We know your relationship is shitty if your Instagram doesn’t pass the Bechdel Test
It doesn’t take a relationship expert
That friend who used to tag you in photos, but who you haven't heard from in weeks since she's always cooped up with her new boyfriend? She's moved into his apartment, or might as well have, and when you do see her, it seems like she genuinely no longer has other experiences to talk about?
Her Instagram doesn't pass the Bechdel test, and that's how you know she's having an awful time.
The Bechdel test is a famous test applied to movies and works of fiction, and in order to pass, there must be at least two women who talk to each other about something other than a man. Nearly half of movies can't stand up to it.

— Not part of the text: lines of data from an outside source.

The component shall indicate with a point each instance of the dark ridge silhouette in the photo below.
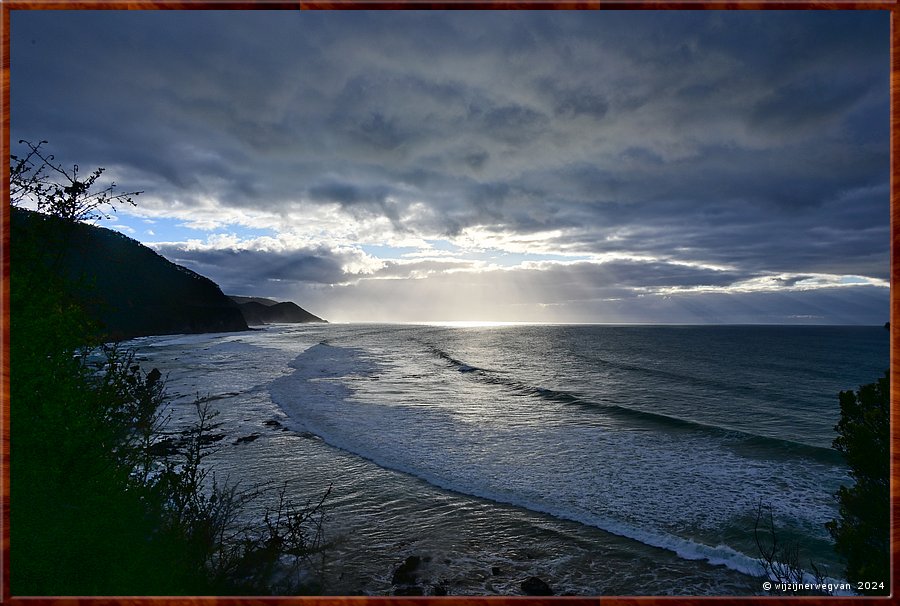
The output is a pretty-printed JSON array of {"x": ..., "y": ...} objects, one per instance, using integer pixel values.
[
  {"x": 257, "y": 311},
  {"x": 129, "y": 289},
  {"x": 261, "y": 300}
]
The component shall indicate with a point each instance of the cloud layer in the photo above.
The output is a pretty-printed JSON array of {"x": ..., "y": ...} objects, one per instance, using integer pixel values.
[{"x": 576, "y": 158}]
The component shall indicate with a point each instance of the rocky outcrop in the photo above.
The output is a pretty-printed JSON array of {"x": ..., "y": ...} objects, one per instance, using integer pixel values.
[
  {"x": 258, "y": 311},
  {"x": 129, "y": 289}
]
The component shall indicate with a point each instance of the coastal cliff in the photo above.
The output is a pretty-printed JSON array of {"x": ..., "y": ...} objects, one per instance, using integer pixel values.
[
  {"x": 127, "y": 288},
  {"x": 258, "y": 310}
]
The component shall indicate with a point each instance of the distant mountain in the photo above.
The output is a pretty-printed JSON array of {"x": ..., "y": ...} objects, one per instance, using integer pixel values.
[
  {"x": 258, "y": 310},
  {"x": 130, "y": 289},
  {"x": 262, "y": 301}
]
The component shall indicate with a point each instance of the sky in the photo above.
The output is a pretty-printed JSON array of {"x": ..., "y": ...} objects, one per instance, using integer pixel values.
[{"x": 546, "y": 166}]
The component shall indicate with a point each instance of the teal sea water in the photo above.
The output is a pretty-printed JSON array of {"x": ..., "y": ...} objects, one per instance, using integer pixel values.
[{"x": 606, "y": 459}]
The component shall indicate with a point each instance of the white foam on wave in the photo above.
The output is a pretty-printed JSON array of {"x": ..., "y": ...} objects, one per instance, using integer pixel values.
[{"x": 525, "y": 463}]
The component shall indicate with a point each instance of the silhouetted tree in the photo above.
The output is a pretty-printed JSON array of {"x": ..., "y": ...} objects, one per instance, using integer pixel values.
[
  {"x": 862, "y": 530},
  {"x": 36, "y": 178}
]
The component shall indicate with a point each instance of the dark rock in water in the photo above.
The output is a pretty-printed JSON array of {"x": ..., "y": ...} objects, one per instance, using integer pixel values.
[
  {"x": 247, "y": 439},
  {"x": 438, "y": 590},
  {"x": 153, "y": 376},
  {"x": 536, "y": 586},
  {"x": 404, "y": 573},
  {"x": 164, "y": 448}
]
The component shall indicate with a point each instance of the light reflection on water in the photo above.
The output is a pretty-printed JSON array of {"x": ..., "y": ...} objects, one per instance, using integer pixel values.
[{"x": 377, "y": 517}]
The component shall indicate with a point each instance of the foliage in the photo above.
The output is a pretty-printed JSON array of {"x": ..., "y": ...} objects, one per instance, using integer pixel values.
[
  {"x": 70, "y": 197},
  {"x": 780, "y": 557},
  {"x": 862, "y": 530},
  {"x": 99, "y": 504}
]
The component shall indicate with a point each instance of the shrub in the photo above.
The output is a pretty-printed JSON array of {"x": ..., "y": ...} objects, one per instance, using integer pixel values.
[{"x": 862, "y": 530}]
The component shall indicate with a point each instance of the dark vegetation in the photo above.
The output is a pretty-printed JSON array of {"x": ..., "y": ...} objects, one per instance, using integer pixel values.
[
  {"x": 105, "y": 500},
  {"x": 862, "y": 530},
  {"x": 131, "y": 290}
]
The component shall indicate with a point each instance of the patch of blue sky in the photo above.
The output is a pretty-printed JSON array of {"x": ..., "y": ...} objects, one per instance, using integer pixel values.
[{"x": 165, "y": 229}]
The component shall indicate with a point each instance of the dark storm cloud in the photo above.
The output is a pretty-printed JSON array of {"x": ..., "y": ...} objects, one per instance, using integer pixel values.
[
  {"x": 753, "y": 140},
  {"x": 242, "y": 271}
]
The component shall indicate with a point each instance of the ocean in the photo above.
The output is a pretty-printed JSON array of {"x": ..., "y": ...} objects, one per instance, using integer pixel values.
[{"x": 606, "y": 460}]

And while a test like this can't exactly translate to Instagram, the concept can.
If in a grid of six photos, if there isn't another photo of her with her girlfriends (that wasn't taken by her SO), she's probably dating the kind of guy who get's mad when she says she's going out.
For celebrities it might be different because they need to post photos of themselves being hotter than us, but I'm legally not allowed to out random girls' boring love lives on Instagram, so you'll have to do some digging of your own.
Not that you don't already have at least three names in mind.
Sure, it's been deleted since, but we kept the evidence.
“I LOVE YOU KARLIE! You’re such an exquisite person, always trying to make things better for others. Every day I’m inspired by how giving, loving, and thoughtful you are. Happy 24th Birthday!!!” the caption read. Calvin's face, distracting in the forefront.
Maybe the rest of us are just cynical and lonely, but for the most part even we can appreciate a well thought out couple gram when it drops — just as long as there are some other photos sprinkled between.
There's pretty much nothing less cool, or telling, than an Insta-grid packed with mushy posts and flowers.
We get it, you ditched all off your friends.